Whether something is an Objective or a Key Result should not depend on where it appears in a hierarchy. An Objective is an Objective, because it meets certain criteria. Creating OKRs is already hard, you’ll leave the organization completely confused as to whether an Objective is an Objective or a Key Result, depending on whose point of view you take.

Quantitative Objectives

Key Results should always be measurable. Turning Key Results into Objectives automatically results in quantitative Objectives. This creates all sorts of other problems.

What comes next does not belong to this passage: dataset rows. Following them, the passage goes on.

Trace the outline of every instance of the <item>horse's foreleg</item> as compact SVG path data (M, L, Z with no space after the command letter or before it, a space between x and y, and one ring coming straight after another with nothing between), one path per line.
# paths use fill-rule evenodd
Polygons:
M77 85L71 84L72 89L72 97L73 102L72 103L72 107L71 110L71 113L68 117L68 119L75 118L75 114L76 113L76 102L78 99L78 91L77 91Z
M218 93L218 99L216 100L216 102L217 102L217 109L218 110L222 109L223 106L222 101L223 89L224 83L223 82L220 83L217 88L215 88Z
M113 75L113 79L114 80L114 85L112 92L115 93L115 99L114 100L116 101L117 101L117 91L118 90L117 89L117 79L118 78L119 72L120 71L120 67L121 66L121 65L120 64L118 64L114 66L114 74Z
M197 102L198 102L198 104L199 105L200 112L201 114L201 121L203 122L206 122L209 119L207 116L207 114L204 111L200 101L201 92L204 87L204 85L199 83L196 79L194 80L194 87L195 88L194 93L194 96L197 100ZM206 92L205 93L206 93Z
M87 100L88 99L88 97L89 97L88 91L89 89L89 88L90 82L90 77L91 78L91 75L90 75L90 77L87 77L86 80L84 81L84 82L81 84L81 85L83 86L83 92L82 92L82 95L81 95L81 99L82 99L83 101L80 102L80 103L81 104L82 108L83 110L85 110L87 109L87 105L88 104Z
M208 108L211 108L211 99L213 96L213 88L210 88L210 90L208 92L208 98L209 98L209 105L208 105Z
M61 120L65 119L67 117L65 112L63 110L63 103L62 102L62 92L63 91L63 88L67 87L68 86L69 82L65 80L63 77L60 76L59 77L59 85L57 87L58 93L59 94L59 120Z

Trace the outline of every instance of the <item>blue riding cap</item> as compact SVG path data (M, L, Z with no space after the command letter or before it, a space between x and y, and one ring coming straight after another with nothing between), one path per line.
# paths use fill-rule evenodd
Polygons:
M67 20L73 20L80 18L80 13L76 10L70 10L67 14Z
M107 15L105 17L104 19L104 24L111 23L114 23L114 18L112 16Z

Key Results must always contain a metric and a target (as far as I’m aware, Doerr agrees). So if a Key Result can become an Objective, that Objective will also contain a metric and a target. The person or team who will own that peculiar Key Result/Objective, will create another set of Key Results for it. So you’ll end up with this structure:

– Objective A
— Key Result A1
— Key Result A2 / Objective B
—– Key Result B1
—– Key Result B2
—– Key Result B3

Doerr explains on page 120 that progress for the Objective is based on the progress of an Objective’s Key Results. No matter what metric you put in Key Result A2/Objective B, Key Results Bto B3 will have to contain the same metric in order to accurately measure progress for Objective B. For obvious reasons, this almost never works.

Relevancy

When you want a Key Result for person A to turn into an Objective for person B, it typically means you are setting OKRs on different levels in your organization (e.g. a CEO’s Key Result becomes an Objective for someone reporting to the CEO).

First of all, I know Doerr prefers to talk about a “CEO’s Objective”, but I prefer to call it a Company Objective. OKR helps you unite your organization behind your common Objectives, which is not what a CEO Objective symbolizes. I’ve also learned that individual employees are more motivated to help their company achieve its OKRs, instead of helping their CEO achieve his or her OKRs.

Second, if you set an Objective on company-level, you should do so because you consider it’s a priority for the entire organization, and you want several teams to focus on it. When you assign a company-level Key Result to a team, you’re basically saying that only that team is expected to contribute to that Key Result. Why is it then a company-level Key Result? Shouldn’t it be a team-level Key Result? Company-level OKRs should be relevant for the entire organization, or at least the majority of teams and employees.

The purpose of the Objective

Last but not least, there is a reason why real, qualitative Objectives exist. They have a quality of their own: provide direction and keep everyone focused on the bigger picture. Quantitative Objectives (i.e. Objectives that are actually Key Results) are not able to serve this purpose, as they are metrics-based and contain a clear target.

At Perdoo, our Coaching team had an Objective in Q3 2017 to Create an awesome onboarding experience for new customers. The Key Results were to have (i) Avg. NPS after 3 months at 50, and (ii) Avg. Onboarding rating at 8 out of 10.  Imagine we did not have the Objective. All the Coaching team would have focused on was to make sure that NPS would be at 50 after 3 months, and to receive an Onboarding rating of at least 8.  They would have had no clue why these Key Results mattered. How can you keep your entire organization on the same page if people are not able to see the bigger picture? How can you stay aligned if people are not given any sense of direction? How do keep your team motivated if don’t tell them why certain results matter?

Conclusion

Measure what matters offers a great introduction to OKR, and thoroughly explains several major benefits that organizations can derive from adopting the methodology. However, when it comes to how OKR should be applied across an organization, Doerr’s approach has some serious flaws.

One of the major advantages of starting to work with OKR, is that you cut out the BS and start looking at what’s really happening. You move from an output-oriented towards an outcome-oriented organization.

Another major advantage is that OKR provides direction to employees on different levels, keeping teams across different departments and geographies aligned. It enables everyone to see the bigger picture and helps them make impactful contributions to their company.

It’s hard, if not impossible, to achieve that with Doerr’s approach.